Concomitant variables are also called covariates, and instead of dispersion analysis one more often uses the term analysis of variance.
 
Concomitant variables are also called covariates, and instead of dispersion analysis one more often uses the term analysis of variance.

Latest revision as of 06:25, 18 January 2022


A collection of methods in mathematical statistics relating to the analysis of models of the dependence of the mean value of some random variable $ Y $ on a set of non-quantitative factors $ F $ and simultaneously on a set of quantitative factors $ x $. The variables $ x $ are called the concomitant variables relative to $ Y $; the factors $ F $ define a set of conditions of a qualitative nature under which the observations on $ Y $ and $ x $ are obtained, and are described by so-called indicator variables; among the concomitant and indicator variables can be both random and non-random ones (controlled in the experiment); if the random variable $ Y $ is a vector, then one talks about multivariate analysis of covariance.

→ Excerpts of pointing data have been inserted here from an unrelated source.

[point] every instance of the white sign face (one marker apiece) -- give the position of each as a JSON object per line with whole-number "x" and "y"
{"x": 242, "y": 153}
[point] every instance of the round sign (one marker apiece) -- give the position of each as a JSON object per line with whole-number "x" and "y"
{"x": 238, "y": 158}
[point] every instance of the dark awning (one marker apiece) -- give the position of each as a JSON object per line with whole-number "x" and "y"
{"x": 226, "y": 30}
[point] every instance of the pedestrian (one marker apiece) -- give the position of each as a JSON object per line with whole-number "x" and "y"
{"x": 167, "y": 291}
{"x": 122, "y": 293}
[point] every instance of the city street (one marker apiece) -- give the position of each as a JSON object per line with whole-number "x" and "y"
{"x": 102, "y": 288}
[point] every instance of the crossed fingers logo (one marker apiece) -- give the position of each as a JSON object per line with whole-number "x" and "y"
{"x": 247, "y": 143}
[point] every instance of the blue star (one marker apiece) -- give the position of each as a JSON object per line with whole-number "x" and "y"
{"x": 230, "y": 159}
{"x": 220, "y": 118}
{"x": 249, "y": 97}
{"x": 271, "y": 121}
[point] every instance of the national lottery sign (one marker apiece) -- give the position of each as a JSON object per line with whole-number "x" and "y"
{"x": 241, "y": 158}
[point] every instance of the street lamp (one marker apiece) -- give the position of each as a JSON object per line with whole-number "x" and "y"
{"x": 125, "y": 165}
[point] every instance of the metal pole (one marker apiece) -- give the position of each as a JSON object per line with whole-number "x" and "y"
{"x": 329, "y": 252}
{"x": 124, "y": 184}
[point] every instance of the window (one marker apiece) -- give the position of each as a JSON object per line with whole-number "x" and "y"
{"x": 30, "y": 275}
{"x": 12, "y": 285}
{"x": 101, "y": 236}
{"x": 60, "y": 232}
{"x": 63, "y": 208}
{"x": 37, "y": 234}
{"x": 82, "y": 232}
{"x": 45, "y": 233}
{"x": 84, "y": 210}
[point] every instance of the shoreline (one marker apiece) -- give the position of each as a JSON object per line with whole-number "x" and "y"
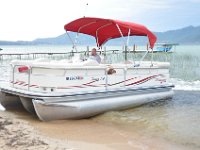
{"x": 20, "y": 130}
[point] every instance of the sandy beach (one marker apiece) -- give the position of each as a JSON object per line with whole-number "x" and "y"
{"x": 20, "y": 130}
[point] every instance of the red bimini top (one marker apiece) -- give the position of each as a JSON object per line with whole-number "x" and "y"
{"x": 105, "y": 29}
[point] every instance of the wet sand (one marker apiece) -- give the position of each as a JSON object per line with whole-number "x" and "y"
{"x": 20, "y": 130}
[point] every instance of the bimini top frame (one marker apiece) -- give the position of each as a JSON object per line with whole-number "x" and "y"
{"x": 105, "y": 29}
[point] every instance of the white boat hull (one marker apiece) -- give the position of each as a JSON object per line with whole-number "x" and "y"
{"x": 64, "y": 109}
{"x": 56, "y": 91}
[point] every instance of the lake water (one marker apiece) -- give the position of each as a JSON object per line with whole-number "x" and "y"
{"x": 176, "y": 120}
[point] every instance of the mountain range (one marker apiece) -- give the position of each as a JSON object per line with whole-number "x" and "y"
{"x": 187, "y": 35}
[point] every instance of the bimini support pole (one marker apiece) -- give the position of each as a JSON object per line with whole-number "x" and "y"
{"x": 125, "y": 43}
{"x": 73, "y": 43}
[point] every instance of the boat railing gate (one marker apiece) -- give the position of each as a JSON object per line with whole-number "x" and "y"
{"x": 30, "y": 70}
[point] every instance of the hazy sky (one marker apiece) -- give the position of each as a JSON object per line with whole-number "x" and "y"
{"x": 31, "y": 19}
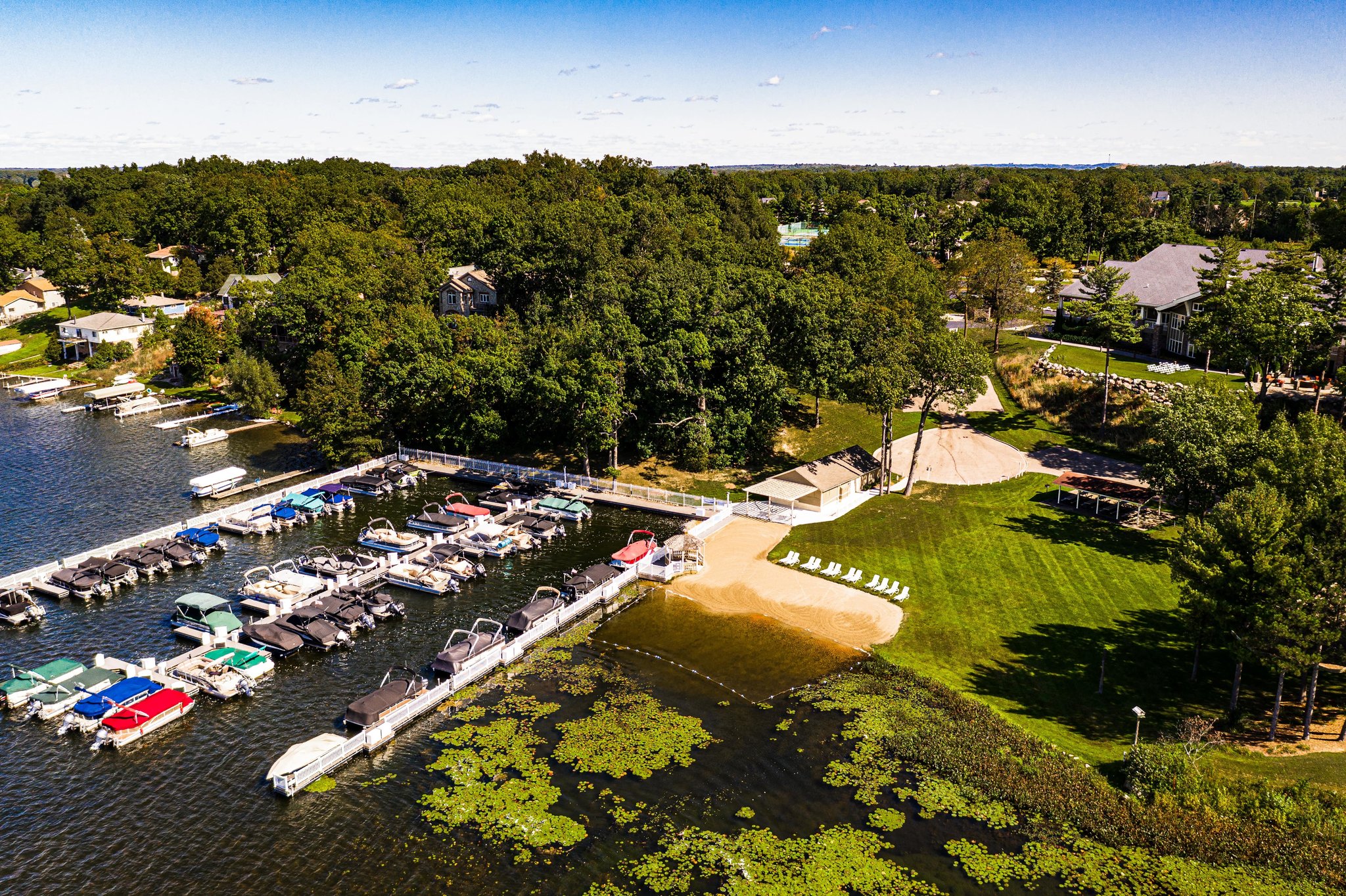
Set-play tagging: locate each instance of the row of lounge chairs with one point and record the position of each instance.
(879, 585)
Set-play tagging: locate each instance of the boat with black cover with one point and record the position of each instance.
(400, 686)
(150, 562)
(463, 645)
(18, 607)
(544, 603)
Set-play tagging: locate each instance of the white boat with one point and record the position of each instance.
(303, 753)
(42, 389)
(194, 437)
(216, 482)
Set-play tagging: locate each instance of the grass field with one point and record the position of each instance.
(1092, 359)
(1017, 602)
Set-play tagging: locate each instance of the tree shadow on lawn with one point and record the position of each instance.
(1063, 527)
(1054, 676)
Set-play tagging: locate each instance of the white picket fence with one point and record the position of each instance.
(38, 573)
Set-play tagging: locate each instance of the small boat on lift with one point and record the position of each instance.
(463, 645)
(435, 518)
(128, 725)
(399, 688)
(216, 482)
(197, 437)
(18, 607)
(463, 509)
(544, 603)
(365, 485)
(637, 549)
(55, 700)
(381, 536)
(93, 708)
(149, 562)
(26, 683)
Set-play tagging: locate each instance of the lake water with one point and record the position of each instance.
(187, 810)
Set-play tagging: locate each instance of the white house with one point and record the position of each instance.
(46, 291)
(82, 335)
(166, 259)
(467, 291)
(16, 303)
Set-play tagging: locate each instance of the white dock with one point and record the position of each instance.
(183, 422)
(372, 739)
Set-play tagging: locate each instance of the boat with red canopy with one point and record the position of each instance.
(637, 549)
(463, 509)
(132, 723)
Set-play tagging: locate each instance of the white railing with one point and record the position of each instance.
(505, 654)
(167, 530)
(536, 474)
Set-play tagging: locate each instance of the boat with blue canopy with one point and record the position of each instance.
(88, 712)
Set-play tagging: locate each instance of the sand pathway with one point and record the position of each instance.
(739, 579)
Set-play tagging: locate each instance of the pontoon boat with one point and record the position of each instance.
(18, 607)
(150, 715)
(93, 708)
(545, 602)
(381, 536)
(463, 645)
(400, 686)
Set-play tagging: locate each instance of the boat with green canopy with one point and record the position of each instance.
(26, 683)
(565, 508)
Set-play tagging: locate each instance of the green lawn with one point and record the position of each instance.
(1092, 359)
(1013, 602)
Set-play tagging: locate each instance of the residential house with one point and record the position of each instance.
(147, 305)
(81, 337)
(233, 280)
(45, 291)
(16, 303)
(822, 483)
(467, 291)
(1165, 283)
(167, 259)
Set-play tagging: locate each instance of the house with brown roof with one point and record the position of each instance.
(822, 483)
(45, 291)
(467, 291)
(1167, 291)
(167, 259)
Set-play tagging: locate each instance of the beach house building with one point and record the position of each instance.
(820, 485)
(469, 291)
(81, 337)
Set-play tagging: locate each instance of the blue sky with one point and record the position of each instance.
(429, 82)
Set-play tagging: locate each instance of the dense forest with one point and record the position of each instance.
(641, 309)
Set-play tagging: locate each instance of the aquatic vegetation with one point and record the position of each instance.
(322, 785)
(887, 818)
(630, 732)
(757, 862)
(936, 797)
(1086, 866)
(499, 788)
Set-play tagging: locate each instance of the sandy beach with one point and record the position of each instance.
(739, 579)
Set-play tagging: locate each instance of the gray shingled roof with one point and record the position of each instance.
(1166, 275)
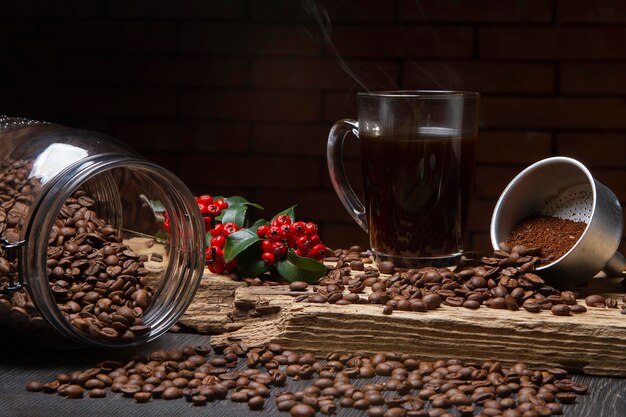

The basic theoretic and applied problems in the analysis of covariance relate to linear models. For example, if the scheme under analysis consists of $ n $ observations $ Y _ {1} \dots Y _ {n} $ with $ p $ concomitant variables and $ k $ possible types of experimental conditions, then the linear model of the corresponding analysis of covariance is defined by the equations

$$ \tag{* } Y _ {i} = \ \sum _ {j = 1 } ^ { k } f _ {ij} \theta _ {j} + \sum _ {s = 1 } ^ { p } \beta _ {s} ( F _ {i} ) x _ {i} ^ {( s)} + \epsilon _ {i} ( F _ {i} ), $$

$$ i = 1 \dots n, $$

where the indicator variables $ f _ {ij} $ are equal to 1 if the $ j $-th experimental condition prevails for the observation $ Y _ {i} $ and 0 otherwise; the coefficients $ \theta _ {j} $ measure the influence of the $ j $-th condition; $ x _ {i} ^ {( s)} $ is the value of the concomitant variable $ x ^ {( s)} $ for which $ Y _ {i} $ is obtained; $ i = 1 \dots n $; $ s = 1 \dots p $; the $ \beta _ {s} ( F _ {i} ) $ are the values of the corresponding regression coefficients of $ Y $ on $ x ^ {(} s) $ which, in general, depend on the concrete combination of the conditions of the experiment, that is, on the vector $ F _ {i} = ( f _ {i1} \dots f _ {ik} ) $; the $ \epsilon _ {i} ( F _ {i} ) $ are random errors having zero mean values. The main content of the analysis of covariance is the construction of statistical estimators for the unknown parameters $ \theta _ {1} \dots \theta _ {k} $; $ \beta _ {1} \dots \beta _ {p} $, and of statistical criteria for testing various hypotheses about the values of these parameters.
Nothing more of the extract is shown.